B2B Payments

California Offers Small Biz Accounting Compliance Guidance

California is providing interim guidance to business owners looking to make small business accounting elections, Law 360 reported Thursday (Aug. 1).

The California Franchise Tax Board announced its interim guidance on Wednesday via an email signed by the board’s spokesperson, Chris Smith, reports said. The guidance aims to support small businesses in their efforts to comply with California law, which has conformed to new rules under federal tax regulatory overhauls via the Tax Cuts and Jobs Act.
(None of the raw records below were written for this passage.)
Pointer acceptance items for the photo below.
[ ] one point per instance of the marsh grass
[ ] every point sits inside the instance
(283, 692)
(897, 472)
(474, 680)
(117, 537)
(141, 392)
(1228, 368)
Formal procedures have not yet been implemented, but according to Smith, small business owners will have to provide certain information to the board to make small business accounting elections. That information includes a statement of intent to make a small business accounting election, and which elections they plan to make; that information should be submitted along with a business’s original or amended tax return for the appropriate tax year.

While these guidelines are not yet on the board’s website, Smith’s email said that they soon would be, according to reports.

Small business accounting requirements are in flux in other ways, too.

The Financial Accounting Standards Board has recently adopted widespread changes for corporates and small businesses in how they account for leases, hedging and expected credit losses. In June reports emerged that the FASB was considering offering small businesses more time to implement and comply with those accounting standard changes.

At the time, the FASB also announced that if it did decide to offer small businesses more time, it would need to clarify the definition of a “small public company” to define which businesses would qualify for an extension.

Earlier this year analysis from the Associated Press warned that small businesses and their accountants often lack clarity on how to comply with new tax laws, reporting that the Internal Revenue Service had previously issued guidelines for SMBs to understand their qualifications for a tax deduction — though small business accountants warned that the guidance had not answered all of their questions.